Reference: The data have been adapted from a Kaggle page by Kranti Walke, https://www.kaggle.com/datasets/krantiswalke/bank-personal-loan-modelling/data.

### Your tasks (following Week 12 lecture/lab):

1. The datafile `Bank_Personal_Loan_Modelling.csv
Download Bank_Personal_Loan_Modelling.csv` provides the entire data. Open and inspect the datafile to check if skiprows are needed when loading the data using the `np.loadtxt()` function. Inspect the input (features) columns (for `X`), and the target class column (for `y`), to properly load the `X` and `y`.

2. Normalize *each column* of the entire dataset by dividing by the maximum value of the column (hint: use `np.max` with an appropriate choice of `axis`). For this dataset, you do *not* need to do the "one-hot" encoding, since the output `y` is already binary 0/1.

3. Split the data into training and test sets. Use an 80%/20% split. Be sure to randomly sort the data before splitting it.

4. Make sure that all the test and train arrays are *2D arrays*. In particular, the `y` arrays should have shape `(N_train, 1)` or `(N_test, 1)`. Use `np.reshape` if needed.

5. Set up a neural net with 1 hidden layer to predict the output `y` from the input features `X`. Note there is only a single node as the final output.

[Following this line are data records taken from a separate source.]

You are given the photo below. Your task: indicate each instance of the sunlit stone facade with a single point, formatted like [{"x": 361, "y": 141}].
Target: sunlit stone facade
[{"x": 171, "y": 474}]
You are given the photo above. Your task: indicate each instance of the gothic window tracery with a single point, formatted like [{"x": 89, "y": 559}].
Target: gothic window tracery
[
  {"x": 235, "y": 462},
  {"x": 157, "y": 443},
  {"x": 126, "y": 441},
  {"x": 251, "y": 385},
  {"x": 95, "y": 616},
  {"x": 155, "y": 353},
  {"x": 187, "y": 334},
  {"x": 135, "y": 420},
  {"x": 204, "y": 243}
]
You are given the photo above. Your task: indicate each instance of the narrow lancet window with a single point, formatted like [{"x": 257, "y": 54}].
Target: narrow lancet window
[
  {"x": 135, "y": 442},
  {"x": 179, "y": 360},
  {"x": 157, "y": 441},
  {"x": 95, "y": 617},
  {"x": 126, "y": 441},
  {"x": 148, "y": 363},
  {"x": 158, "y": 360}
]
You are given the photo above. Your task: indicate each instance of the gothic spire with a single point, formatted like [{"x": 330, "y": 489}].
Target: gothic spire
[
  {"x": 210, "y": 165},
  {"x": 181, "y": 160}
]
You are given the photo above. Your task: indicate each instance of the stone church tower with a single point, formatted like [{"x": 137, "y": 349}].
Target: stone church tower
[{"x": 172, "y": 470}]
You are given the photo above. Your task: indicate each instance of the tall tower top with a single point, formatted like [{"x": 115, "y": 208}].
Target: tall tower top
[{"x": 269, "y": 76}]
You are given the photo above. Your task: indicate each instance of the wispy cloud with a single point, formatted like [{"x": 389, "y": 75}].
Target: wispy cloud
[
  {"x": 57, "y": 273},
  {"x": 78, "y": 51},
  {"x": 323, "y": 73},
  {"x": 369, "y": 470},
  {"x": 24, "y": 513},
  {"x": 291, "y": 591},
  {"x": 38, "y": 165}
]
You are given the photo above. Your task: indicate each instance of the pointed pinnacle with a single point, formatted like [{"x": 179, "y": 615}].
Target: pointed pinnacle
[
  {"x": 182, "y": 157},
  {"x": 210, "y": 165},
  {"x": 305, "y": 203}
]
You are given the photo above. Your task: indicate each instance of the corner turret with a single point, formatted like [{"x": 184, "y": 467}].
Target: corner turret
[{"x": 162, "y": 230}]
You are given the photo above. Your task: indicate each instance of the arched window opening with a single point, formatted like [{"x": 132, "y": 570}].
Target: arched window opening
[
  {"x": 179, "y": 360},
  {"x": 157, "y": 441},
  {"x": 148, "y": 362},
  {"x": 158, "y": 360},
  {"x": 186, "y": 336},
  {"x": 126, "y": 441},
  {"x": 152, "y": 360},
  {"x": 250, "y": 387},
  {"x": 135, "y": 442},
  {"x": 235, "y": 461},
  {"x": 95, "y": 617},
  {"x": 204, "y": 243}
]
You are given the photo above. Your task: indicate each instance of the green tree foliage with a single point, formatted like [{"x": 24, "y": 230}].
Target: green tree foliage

Use `sigmoid` for the final output so it will be normalized between 0 and 1.

6. Train the net using minibatch gradient descent. Use binary cross-entropy to calculate the `loss` (use Lab 12 `bce_loss`). Keep training until the loss seems to reach a minimum. Adjust the learning rate as needed.
7. Report the accuracy on the train-set and on the test-set. Use `np.round` to convert the final (sigmoid) output of the net to a binary choice of labels 0/1.

8. Now train a net with 3 hidden layers on the same classification task. Can you improve the accuracy? Do you encounter overfitting?